Weeks after his appointment as MEC, on 10 July 2013, Malakoane was arrested at his home by the Hawks. He and several others were charged with corruption, fraud, and money laundering in connection with public contracts awarded irregularly at Matjhabeng Local Municipality between 2007 and 2010, while Malakoane had been municipal manager. He and his co-accused – who included Malakoane's fellow MEC Mathabo Leeto – were alleged to have accepted about R13-million in illegal kickbacks in connection with the contracts. He was released on bail and trialled in the Welkom and Bloemfontein Regional Courts. The charges against him were ultimately dropped, but not until July 2018.

With the charges against him pending, Malakoane was elected to a full term in the provincial legislature in the 2014 general election; he was ranked 17th on the ANC's provincial party list. After the election, Magashule announced that Malakoane would continue as MEC for Health in the new legislative term. However, Malakoane faced a sustained public campaign – led by the Treatment Action Campaign, an influential health lobby group – in support of calls to #FireBenny. In addition to the corruption charges against him, the Treatment Action Campaign alleged that Malakoane had unfairly intervened to secure an intensive-care bed for a politically connected patient, at the expense of other patients – an allegation which Malakoane denied. The Treatment Action Campaign also claimed that unlawful stem cell trials had been conducted in the Free State with Malakoane's full knowledge.

==== Economic Development MEC: 2016–2018 ====
In October 2016, Magashule announced a cabinet reshuffle which saw Malakoane leave the health portfolio to become MEC for Economic and Small Business Development, Tourism and Environmental Affairs, a reconfigured iteration of the portfolio he had held in 2004–5. The ANC denied that Malakoane had been removed from the health portfolio because of the public campaign against him.

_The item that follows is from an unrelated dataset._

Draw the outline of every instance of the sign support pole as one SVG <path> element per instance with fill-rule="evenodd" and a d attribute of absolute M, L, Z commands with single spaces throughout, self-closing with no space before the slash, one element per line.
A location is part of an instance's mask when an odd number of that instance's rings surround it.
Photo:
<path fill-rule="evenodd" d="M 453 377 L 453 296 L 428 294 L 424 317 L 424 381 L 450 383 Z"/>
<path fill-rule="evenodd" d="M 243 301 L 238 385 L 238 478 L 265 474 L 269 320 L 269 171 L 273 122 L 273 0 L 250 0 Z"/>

=== Ntombela premiership: 2018–2019 ===
In March 2018, Magashule resigned as premier and was succeeded by Sisi Ntombela, who announced her first reshuffle on 9 May 2018. Malakoane was named as MEC for Agriculture and Rural Development. He remained in that post for one year: in the 2019 general election, he was ranked 24th on the ANC's party list and did not secure re-election to his seat in the provincial legislature.